Барзан отрицательно покачал головой:
— Нет. Просто увидел, что человек в «бентли» — двойник санджака. Но я-то знал, кто это такой.
— И сказали Терио.
— Да. Кристиана это оскорбило даже больше, чем меня. Он возмущался столь циничным попиранием древних традиций. Говорил, что нельзя допустить, чтобы Зебек добился успеха.
— А потом?
— Надо было доказать, что санджак фальшивый и Зебек совершил кощунственный подлог, чтобы обеспечить свое избрание имамом. Доказать можно с помощью годичных колец. Это придумал Кристиан. Он был ученый, занимался историей религии, а она тесно связана с археологией. Археологи же сотрудничают с дендрохронологами, специалистами по определению возраста деревянных образцов по количеству годовых колец. Это широко распространенный сравнительный метод. Поэтому Кристиан связался с Ролваагом.
— Ролвааг был дендрохронологом?
— Да, и располагал обширной базой данных по Месопотамии. Ведь археологи копаются здесь уже сотни лет.
— Я понял, — промолвил Дэнни. — Нужно было определить возраст бюста.
— Вот именно. Оригиналу должно быть лет восемьсот — девятьсот, не менее. Считается, что его вырезал из дерева сам шейх Али.
— Но как вам удалось взять образец? — удивился Дэнни.
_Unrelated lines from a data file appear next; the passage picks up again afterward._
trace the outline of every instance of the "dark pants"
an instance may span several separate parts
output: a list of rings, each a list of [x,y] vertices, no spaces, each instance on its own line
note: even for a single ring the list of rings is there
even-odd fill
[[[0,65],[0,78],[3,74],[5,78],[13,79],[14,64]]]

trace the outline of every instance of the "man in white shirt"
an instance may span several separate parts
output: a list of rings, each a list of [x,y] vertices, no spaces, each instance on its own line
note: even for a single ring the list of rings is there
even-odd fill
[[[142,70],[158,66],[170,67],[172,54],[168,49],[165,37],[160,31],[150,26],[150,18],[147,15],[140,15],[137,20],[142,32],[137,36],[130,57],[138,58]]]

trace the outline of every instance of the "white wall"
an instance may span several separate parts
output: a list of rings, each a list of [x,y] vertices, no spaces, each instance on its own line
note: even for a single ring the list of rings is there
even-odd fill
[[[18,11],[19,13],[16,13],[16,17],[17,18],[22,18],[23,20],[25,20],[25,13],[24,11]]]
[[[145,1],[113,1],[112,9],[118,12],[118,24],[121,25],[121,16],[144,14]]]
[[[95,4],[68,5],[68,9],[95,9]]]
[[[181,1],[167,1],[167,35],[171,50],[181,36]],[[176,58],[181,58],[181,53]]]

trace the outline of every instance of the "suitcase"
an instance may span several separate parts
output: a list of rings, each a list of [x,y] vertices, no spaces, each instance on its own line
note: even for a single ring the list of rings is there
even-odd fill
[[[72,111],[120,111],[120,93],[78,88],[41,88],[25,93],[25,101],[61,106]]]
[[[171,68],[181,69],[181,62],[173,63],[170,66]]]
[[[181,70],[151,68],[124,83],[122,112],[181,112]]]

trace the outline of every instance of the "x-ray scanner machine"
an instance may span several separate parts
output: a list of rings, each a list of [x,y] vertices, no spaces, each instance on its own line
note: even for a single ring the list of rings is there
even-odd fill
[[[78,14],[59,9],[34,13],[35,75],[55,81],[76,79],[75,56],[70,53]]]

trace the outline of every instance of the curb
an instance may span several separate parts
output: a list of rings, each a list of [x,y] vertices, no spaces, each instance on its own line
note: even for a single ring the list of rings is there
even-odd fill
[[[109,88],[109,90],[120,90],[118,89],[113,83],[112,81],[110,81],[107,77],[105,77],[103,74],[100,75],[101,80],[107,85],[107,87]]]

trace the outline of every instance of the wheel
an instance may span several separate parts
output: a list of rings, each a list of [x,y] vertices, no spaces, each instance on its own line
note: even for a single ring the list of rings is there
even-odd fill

— Я подкупил смотрителя, и они оставил нас с санджаком на несколько часов наедине. Мы отпилили кусочек от основания и отправили в Норвегию.
— А Ролваага прикончили…
— Да, кстати, — вспомнил Реми, — я снова звонил в Осло той даме. Ничего. Ни образца, ни отчета.
— Но можно взять еще один образец и…
— Нельзя.
— Почему? Ведь дорога проторена.
— Смотритель, с которым я имел дело, умер при невыясненных обстоятельствах, а его место занял человек Зебека. Так что до бюста теперь не доберешься.
— И ваш дед тоже не может?
— Никто. Кроме самого имама или совета старейшин.
— А если попробовать убедить их?
— Бесполезно. Они уже уверовали, что Зебек — живой бог.
Воцарилась долгая пауза.
— Я все равно не понимаю, — произнес наконец Дэнни. — Зачем это Зебеку нужно? Ведь он и так уже почти сравнялся с богом. Миллиардер. Один из хозяев земли.
Барзан усмехнулся.
— Я не шучу! — воскликнул Дэнни. — У него свой реактивный самолет!
— Он делает это ради денег. Ему нужны деньги.
— Но откуда они могут появиться?
— Род иезидов, к которому мы принадлежим, очень богатый. — Реми улыбнулся. — Конечно, вам это кажется непонятным. Действительно, откуда деньги в таком бедном городке, как Узельюрт, фактически деревне, где крестьяне пасут скот, выращивают абрикосы, плетут килимы. Кругом пыль, тесные, убогие жилища, вечером темно, поскольку электричество стоит очень дорого. Но как это ни парадоксально звучит, иезиды на самом деле очень богатые.
— Поясните, пожалуйста, в чем тут дело, — попросил Дэнни, совершенно сбитый с толку.
— Все очень просто. Деньгами рода распоряжается имам. Старый, покинувший этот мир, ничего для людей не делал. Многие деревни страдают из-за недостатка воды, дороги, по которым возят товары на рынок, не ремонтировались многие десятилетия. А все сорок семь лет, что он правил, деньги шли на поддержку РПК, то есть на оружие и взрывчатку. Их достаточно, чтобы в двадцать первом веке обеспечить нашим людям достойное существование.
— Откуда они взялись?
— От продажи гуано.
Дэнни удивленно вскинул брови. Такого слова он прежде не слышал.
— Помет летучих мышей, — пояснил Реми. — Во всяком случае, начальный капитал получен от продажи гуано. Теперь уже доходы приносят выгодные инвестиции, но еще сравнительно недавно иезиды водили по Великому Шелковому пути караваны из Узельюрта в Китай. Купцы возвращались морем. В одном из таких плаваний иезид по имени Дерай в обмен на килограмм шафрана получил в собственность несколько необитаемых островов в архипелаге Сулу. Эти острова изобиловали пещерами, которые кишели летучими мышами. Так что гуано, ценнейшее из удобрений, какие существуют в мире, там накапливалось веками. Острова оказались дороже золотых россыпей. Гуано практически ничего не весит, его легко добывать и транспортировать. А острова были им просто завалены.